New antibiotic can help treat drug-resistant pathogens

Researchers from Johns Hopkins University and Medicine have designed a potential new antibiotic for a pathogen that is highly resistant to drugs and is often lethal to individuals suffering from lung diseases, including cystic fibrosis.

Called Mycobacterium abscessus, the pathogen is associated with a commonly known bacterium that causes leprosy and tuberculosis but has lately evolved as a distinct species that often manifests as a virulent lung infection.

The researchers from the Department of Chemistry at Krieger School of Arts & Sciences and the infectious diseases department of the School of Medicine have published their results in the Communications Biology journal.

The researchers have designed one of the first promising treatments of a microbe that has a cure rate of less than 50% and no FDA-approved treatments. Before the compound, known as T405, can become a viable clinical treatment, investigators should enhance its pharmacological potency through a preclinical animal infection model.

People die of this in our hospitals every week. The data we have is very promising.”

Craig Townsend, Professor of Chemistry, Johns Hopkins University

Professor Townsend has also worked as a principal investigator on the study together with an associate professor of medicine, Gyanu Lamichhane.

In spite of years of urgent calls for additional studies to interpret the bacteria and to seek potential treatments, scientists have been cautious of testing the most harmful member of its Non-Tuberculosis Mycobacteria (NTM) family.

It’s still considered an emerging disease. There are now more NTM than tuberculosis cases in the United States. And this is the most virulent of all of them.”

Gyanu Lamichhane, Associate Professor of Medicine, Johns Hopkins University

According to the article, the T405 compound has shown a “superior potency against M. abscessus” over two widely used antibiotics.
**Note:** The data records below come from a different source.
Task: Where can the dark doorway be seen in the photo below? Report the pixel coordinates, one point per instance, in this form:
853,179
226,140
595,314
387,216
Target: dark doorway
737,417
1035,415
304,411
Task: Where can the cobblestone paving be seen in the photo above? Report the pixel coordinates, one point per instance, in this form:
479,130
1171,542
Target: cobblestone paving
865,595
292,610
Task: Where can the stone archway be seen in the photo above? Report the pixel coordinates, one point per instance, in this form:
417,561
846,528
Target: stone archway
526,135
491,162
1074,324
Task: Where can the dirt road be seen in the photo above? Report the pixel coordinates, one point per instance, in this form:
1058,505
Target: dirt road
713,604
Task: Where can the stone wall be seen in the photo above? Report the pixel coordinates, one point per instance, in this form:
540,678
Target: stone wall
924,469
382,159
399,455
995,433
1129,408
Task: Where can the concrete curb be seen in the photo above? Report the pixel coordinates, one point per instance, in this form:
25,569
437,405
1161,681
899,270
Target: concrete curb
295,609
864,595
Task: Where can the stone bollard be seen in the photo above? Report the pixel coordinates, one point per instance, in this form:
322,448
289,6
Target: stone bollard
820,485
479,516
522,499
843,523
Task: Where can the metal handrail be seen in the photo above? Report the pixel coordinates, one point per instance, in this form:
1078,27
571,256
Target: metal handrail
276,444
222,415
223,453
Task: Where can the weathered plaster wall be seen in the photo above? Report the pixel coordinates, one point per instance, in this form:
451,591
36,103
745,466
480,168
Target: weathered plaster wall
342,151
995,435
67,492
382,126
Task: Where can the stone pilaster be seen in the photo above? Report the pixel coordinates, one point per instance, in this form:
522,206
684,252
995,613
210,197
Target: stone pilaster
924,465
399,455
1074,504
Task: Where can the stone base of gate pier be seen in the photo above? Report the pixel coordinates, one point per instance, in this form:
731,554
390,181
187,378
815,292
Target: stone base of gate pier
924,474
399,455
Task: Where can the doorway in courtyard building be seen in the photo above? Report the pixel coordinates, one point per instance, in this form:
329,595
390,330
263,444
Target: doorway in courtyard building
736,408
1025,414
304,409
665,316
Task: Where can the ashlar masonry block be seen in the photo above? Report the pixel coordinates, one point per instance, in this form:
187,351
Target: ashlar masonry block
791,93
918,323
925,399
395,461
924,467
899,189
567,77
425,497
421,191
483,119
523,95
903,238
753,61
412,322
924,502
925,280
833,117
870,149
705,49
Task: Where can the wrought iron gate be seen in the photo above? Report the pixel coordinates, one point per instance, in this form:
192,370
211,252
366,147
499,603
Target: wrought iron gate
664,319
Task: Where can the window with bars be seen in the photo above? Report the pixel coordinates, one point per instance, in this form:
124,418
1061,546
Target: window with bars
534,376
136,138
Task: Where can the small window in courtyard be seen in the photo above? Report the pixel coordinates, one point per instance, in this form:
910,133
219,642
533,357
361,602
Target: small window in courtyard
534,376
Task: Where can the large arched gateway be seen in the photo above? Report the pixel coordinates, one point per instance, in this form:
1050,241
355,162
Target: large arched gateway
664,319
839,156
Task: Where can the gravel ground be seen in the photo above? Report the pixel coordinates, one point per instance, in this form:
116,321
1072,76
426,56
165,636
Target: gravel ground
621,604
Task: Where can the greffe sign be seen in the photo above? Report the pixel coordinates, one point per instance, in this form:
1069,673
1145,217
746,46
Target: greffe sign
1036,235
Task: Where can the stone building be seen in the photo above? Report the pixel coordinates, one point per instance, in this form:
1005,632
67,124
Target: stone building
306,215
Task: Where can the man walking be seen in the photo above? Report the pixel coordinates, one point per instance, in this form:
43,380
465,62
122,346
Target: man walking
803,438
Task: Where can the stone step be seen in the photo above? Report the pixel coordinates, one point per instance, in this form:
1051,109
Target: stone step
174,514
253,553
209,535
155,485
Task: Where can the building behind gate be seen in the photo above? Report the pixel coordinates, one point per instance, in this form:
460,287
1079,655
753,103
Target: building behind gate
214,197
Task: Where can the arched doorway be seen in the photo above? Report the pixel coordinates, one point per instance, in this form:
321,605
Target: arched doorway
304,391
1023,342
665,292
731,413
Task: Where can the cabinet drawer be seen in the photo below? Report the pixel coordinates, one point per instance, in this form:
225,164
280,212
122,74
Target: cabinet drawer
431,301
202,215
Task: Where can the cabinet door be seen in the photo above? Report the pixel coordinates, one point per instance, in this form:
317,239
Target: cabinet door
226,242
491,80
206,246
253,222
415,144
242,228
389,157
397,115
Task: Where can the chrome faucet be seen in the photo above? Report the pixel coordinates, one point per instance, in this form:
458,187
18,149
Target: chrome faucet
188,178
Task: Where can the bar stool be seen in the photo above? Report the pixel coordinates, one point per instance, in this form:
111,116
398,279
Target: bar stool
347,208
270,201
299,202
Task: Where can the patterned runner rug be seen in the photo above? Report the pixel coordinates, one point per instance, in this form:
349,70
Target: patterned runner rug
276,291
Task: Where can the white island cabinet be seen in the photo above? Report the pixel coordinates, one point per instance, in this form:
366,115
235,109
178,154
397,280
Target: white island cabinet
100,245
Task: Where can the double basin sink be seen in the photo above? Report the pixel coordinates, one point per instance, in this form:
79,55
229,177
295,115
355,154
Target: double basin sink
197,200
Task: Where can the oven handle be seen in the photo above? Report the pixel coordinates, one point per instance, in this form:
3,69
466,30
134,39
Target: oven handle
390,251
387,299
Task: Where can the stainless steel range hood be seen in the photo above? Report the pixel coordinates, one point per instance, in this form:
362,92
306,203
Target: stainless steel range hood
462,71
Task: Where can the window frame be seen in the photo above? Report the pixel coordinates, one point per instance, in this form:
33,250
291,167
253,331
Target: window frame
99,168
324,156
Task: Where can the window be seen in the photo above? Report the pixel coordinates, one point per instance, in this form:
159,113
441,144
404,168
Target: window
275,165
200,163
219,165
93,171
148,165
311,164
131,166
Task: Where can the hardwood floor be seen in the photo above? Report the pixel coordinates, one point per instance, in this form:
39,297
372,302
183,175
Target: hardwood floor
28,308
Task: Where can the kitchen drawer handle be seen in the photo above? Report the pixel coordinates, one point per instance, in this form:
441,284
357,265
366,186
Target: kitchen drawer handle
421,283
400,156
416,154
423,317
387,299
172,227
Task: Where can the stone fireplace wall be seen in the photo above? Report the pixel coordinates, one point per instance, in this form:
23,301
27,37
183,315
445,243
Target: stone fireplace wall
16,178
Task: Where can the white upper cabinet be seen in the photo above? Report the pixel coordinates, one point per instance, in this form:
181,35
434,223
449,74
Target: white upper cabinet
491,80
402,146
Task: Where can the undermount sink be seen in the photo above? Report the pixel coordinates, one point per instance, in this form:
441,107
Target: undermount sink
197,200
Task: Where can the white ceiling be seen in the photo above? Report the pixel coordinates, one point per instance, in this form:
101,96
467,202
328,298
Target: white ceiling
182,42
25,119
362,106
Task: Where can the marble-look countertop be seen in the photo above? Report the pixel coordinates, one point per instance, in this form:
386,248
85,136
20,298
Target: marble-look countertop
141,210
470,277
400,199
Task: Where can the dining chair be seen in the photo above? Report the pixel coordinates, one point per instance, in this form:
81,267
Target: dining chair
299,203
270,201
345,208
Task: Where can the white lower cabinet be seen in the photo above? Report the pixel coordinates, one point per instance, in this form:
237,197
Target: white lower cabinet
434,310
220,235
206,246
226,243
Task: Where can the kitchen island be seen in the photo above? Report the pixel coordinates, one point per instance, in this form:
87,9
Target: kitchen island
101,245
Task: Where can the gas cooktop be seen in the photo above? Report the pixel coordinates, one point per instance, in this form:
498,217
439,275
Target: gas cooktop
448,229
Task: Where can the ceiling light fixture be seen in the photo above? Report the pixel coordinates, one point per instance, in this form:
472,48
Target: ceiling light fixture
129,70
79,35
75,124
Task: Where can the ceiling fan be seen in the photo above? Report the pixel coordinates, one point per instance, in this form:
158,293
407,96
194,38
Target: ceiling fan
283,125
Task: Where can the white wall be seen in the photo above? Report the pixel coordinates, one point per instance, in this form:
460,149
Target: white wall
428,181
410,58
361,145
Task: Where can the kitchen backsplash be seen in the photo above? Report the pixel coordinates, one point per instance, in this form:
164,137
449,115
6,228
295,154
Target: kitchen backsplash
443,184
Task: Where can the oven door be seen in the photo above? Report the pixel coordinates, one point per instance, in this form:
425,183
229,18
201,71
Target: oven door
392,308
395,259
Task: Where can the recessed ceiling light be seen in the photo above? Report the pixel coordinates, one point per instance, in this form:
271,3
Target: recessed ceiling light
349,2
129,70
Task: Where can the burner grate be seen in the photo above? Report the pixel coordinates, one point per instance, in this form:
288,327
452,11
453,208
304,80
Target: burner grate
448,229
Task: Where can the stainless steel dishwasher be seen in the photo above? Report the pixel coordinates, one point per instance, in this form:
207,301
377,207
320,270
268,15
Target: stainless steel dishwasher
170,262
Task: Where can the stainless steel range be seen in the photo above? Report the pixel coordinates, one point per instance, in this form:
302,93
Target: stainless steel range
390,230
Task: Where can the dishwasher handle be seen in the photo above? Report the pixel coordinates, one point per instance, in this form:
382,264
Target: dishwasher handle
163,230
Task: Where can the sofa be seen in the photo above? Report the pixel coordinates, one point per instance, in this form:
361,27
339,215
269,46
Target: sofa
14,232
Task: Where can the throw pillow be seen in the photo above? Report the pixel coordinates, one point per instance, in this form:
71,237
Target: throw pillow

When paired with a current drug, known as avibactam, the T405 compound was also able to inhibit the bacteria from developing resistance.

Furthermore, the T405 compound was well tolerated in mice and can possibly be administered less than present-day treatments. This approach will expose patients to fewer toxic side effects, like deafness.

Individuals with lung diseases and depressed immune systems also face a risk of contracting an infection that is often seen in patients with cystic fibrosis. Transmission is yet to be fully interpreted, but the microorganisms can be detected in water, dust, and soil. It induces infections in the lungs, skin, and soft tissues.

According to the article, present therapeutic guidelines for the infection need 12 to 18 months of multidrug treatment and this has resulted in cure rates between 30% and 50%, highlighting the “need for new antibiotics with improved activity”.

Source:
Journal reference:

Batchelder, H. R., et al. (2020) Development of a penem antibiotic against Mycobacteroides abscessus. Communications Biology. doi.org/10.1038/s42003-020-01475-2.